Another kind of iffy case is axes of length one. These should not
affect C/Fortran order, since the length of their strides doesn't
matter, but they do; if you use newaxis to add an axis to an array,
it's still just as C/Fortran ordered as it was, but np.isfortran
reports False. (Is there a np.isc or equivalent function?)
Incidentally, there is a subtle misconception in your example code:
when reshaping an array, the order='F' has a different meaning.
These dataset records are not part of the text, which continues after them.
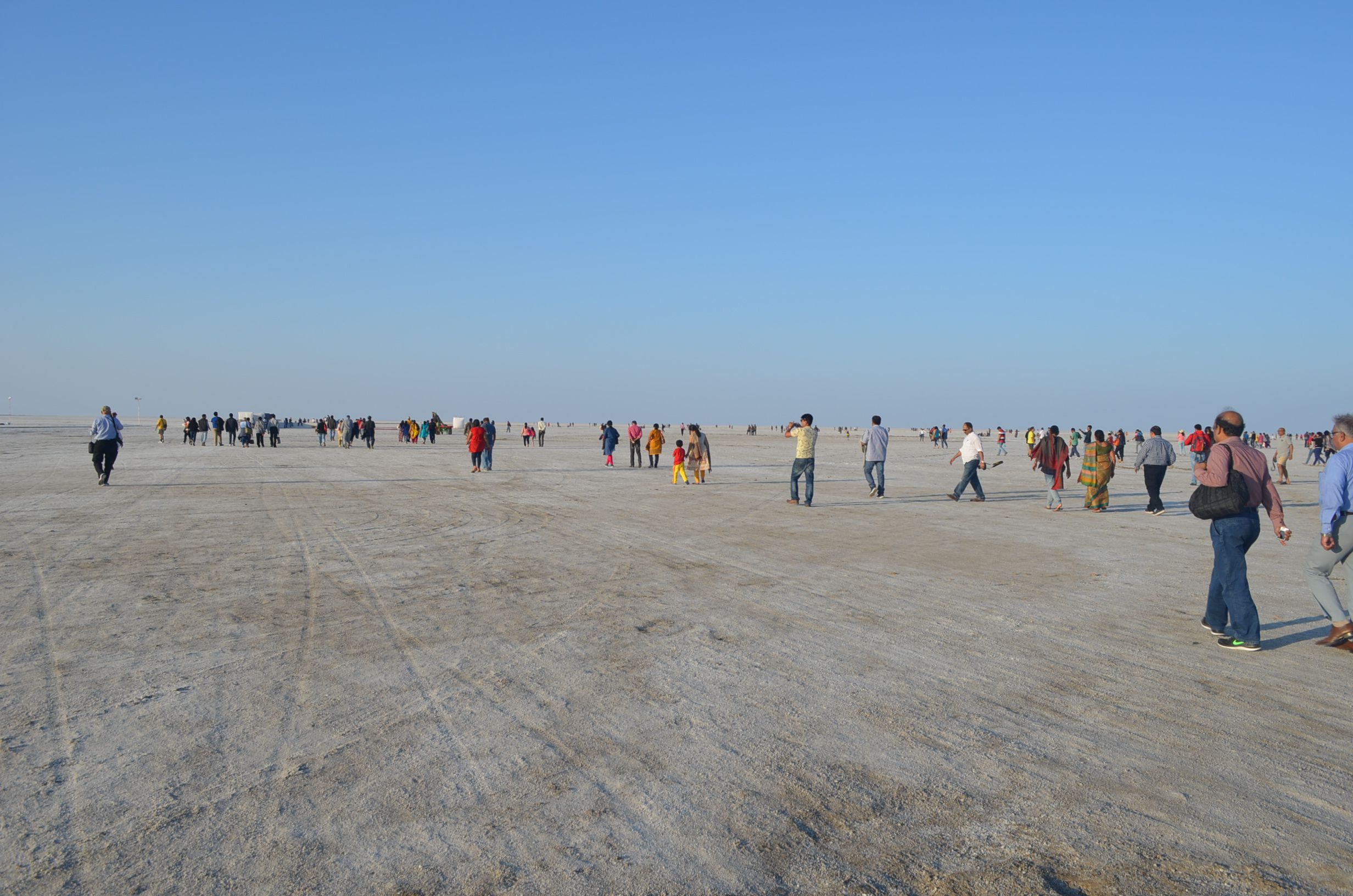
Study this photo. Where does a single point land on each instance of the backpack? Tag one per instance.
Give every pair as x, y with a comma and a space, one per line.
1214, 502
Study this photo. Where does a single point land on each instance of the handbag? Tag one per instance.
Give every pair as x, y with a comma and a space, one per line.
1214, 502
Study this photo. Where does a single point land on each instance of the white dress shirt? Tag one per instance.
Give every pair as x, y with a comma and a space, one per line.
972, 447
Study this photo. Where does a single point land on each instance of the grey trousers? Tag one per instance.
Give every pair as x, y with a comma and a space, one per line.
1320, 563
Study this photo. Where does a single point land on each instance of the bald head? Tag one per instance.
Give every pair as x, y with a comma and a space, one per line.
1231, 423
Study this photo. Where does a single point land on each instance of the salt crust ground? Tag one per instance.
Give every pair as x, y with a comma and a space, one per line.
349, 672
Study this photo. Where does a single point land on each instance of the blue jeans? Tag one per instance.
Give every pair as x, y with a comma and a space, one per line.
1229, 593
1198, 458
803, 467
970, 477
870, 466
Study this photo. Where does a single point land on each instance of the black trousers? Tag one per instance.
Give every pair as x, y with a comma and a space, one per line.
1155, 477
104, 454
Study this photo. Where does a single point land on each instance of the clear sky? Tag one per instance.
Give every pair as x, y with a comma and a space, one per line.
1002, 211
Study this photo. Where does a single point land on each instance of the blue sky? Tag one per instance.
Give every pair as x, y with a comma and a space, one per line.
1008, 213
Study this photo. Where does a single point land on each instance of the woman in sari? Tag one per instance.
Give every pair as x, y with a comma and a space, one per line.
697, 455
655, 444
1097, 472
1052, 455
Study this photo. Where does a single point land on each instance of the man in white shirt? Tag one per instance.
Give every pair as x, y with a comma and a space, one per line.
874, 441
973, 461
103, 443
1283, 450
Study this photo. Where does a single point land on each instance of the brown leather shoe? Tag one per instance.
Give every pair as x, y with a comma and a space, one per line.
1337, 636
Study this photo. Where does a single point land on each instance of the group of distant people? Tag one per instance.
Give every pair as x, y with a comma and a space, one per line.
238, 432
1225, 458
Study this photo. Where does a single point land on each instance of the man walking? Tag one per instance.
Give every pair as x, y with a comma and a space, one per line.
1336, 505
1156, 457
973, 461
1229, 592
610, 436
804, 458
636, 444
874, 440
104, 435
1283, 451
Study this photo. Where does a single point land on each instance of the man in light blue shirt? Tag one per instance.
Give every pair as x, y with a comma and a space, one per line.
103, 439
1336, 505
874, 441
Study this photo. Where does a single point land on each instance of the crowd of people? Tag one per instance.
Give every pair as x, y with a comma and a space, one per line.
1231, 470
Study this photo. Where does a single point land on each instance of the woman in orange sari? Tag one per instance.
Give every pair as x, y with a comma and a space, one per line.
1097, 472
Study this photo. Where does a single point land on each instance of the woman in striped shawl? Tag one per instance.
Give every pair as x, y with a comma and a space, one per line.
1050, 455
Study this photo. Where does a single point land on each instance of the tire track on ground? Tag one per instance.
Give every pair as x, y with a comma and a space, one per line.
625, 799
65, 773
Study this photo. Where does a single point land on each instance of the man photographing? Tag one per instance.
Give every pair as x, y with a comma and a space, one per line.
804, 455
973, 461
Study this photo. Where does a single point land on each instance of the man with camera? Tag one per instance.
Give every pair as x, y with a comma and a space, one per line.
804, 458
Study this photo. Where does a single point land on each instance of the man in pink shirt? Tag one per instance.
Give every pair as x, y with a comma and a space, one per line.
1229, 593
636, 444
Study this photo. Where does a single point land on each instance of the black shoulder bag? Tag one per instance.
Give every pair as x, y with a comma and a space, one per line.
1214, 502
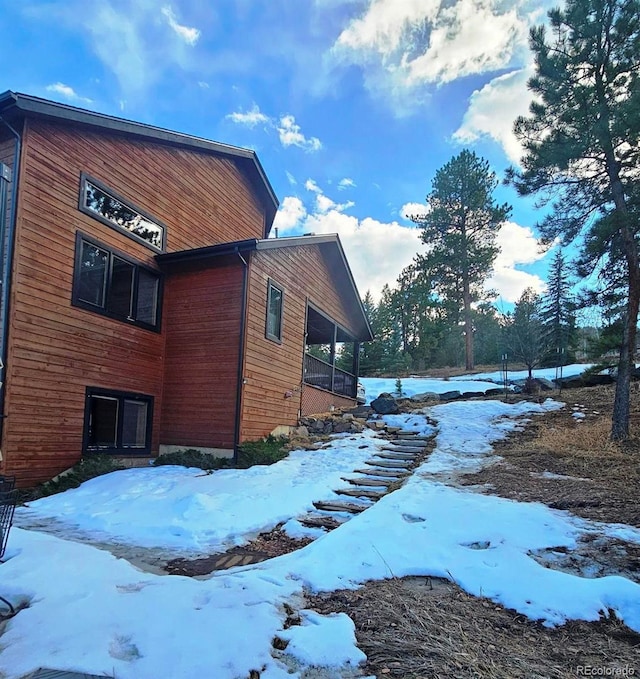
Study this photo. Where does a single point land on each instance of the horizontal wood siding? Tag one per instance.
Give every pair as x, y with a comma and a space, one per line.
57, 350
202, 321
273, 372
316, 401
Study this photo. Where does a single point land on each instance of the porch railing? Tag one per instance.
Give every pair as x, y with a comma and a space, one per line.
321, 374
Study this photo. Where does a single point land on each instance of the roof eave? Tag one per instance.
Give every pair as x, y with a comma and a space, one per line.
247, 158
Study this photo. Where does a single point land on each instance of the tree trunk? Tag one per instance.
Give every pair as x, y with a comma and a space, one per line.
626, 362
621, 403
468, 326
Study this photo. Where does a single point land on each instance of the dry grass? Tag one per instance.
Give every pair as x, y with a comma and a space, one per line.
418, 627
601, 477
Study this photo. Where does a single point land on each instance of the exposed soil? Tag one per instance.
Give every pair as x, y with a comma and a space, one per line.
419, 627
569, 463
264, 546
414, 628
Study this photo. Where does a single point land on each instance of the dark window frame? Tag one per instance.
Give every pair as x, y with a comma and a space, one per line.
102, 309
84, 178
271, 285
120, 396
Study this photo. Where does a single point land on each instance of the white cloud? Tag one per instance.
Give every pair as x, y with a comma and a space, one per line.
130, 39
249, 118
311, 185
409, 210
493, 109
189, 35
518, 246
377, 251
324, 204
290, 214
67, 92
467, 38
290, 135
428, 41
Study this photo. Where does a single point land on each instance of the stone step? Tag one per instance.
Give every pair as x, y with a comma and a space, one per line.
396, 454
320, 521
361, 492
335, 506
405, 449
368, 482
409, 443
388, 464
386, 474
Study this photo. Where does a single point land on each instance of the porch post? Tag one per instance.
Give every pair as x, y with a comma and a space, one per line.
332, 356
355, 369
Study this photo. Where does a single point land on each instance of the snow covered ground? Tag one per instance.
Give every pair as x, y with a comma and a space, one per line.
481, 382
88, 611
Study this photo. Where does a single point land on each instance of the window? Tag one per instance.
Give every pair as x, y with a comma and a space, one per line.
113, 285
103, 204
117, 421
274, 312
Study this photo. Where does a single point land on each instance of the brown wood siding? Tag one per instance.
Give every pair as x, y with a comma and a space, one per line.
7, 156
202, 321
315, 401
272, 393
57, 350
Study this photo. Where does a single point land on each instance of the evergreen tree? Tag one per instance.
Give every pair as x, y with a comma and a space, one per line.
582, 144
558, 313
460, 227
525, 331
371, 352
417, 313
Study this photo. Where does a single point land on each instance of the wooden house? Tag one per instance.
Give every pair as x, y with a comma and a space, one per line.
143, 306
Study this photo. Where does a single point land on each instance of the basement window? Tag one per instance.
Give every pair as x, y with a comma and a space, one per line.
117, 422
113, 285
275, 296
105, 205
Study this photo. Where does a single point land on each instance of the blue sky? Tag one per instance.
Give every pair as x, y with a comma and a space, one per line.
351, 105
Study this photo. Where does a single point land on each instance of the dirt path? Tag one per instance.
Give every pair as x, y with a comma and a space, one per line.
422, 627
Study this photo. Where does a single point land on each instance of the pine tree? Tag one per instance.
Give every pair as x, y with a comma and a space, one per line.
557, 312
582, 143
460, 227
525, 331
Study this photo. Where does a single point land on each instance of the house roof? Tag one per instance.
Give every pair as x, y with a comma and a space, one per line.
329, 244
16, 105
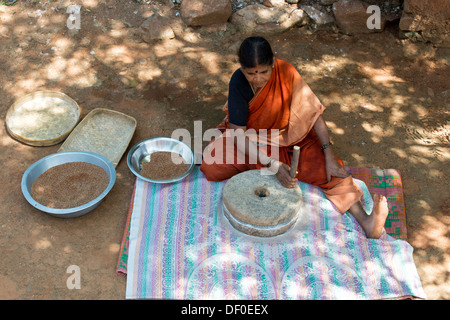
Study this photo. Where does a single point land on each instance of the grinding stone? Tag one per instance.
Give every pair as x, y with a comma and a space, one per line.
258, 204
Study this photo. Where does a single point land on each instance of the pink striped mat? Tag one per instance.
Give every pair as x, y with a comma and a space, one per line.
181, 247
It has
nothing direct to do with the memory layout; what it does is define
the logical arrangement of elements used while reshaping the array.
The array returned will be in C order if a copy must be made, or in
whatever arbitrarily-strided order is necessary if the reshape can be
done without a copy. As it happens, in your example, the latter case
occurs and works out to Fortran order.
Anne
On 30 July 2010 13:50, Kurt Smith <kwmsmith@gmail.com> wrote:
> What are the rules for when 'np.asarray' and 'np.asfortranarray' make a copy?
>
> This makes sense to me:
>
> In [3]: carr = np.arange(3)
>
> In [6]: carr2 = np.asarray(carr)
>
> In [8]: carr2[0] = 1
>
> In [9]: carr
> Out[9]: array([1, 1, 2])
>
> No copy is made.
>
> But doing the same with a fortran array makes a copy:
>
> In [10]: farr = np.arange(3).copy('F')
>
> In [12]: farr2 = np.asfortranarray(farr)
>
> In [13]: farr2[0] = 1
>
> In [14]: farr
> Out[14]: array([0, 1, 2])
>
> Could it be a 1D thing, since it's both C contiguous & F contiguous?
>
> Here's a 2D example:
>
> In [15]: f2D = np.arange(10).reshape((2,5), order='F')
>
> In [17]: f2D2 = np.asfortranarray(f2D)
>
> In [19]: f2D2[0,0] = 10
>
> In [20]: f2D
> Out[20]:
> array([[10, 2, 4, 6, 8],
> [ 1, 3, 5, 7, 9]])
>
> So it looks like np.asfortranarray makes an unnecessary copy if the
> array is simultaneously 1D, C contiguous and F contiguous.
>
> Coercing the array with np.atleast_2d() makes asfortranarry behave.
>
> Looking further, np.isfortran always returns false if the array is 1D,
> even if it's Fortran contiguous (and np.isfortran is documented as
> such).
>
> What is the rationale here? Is it a 'column' vs. 'row' thing?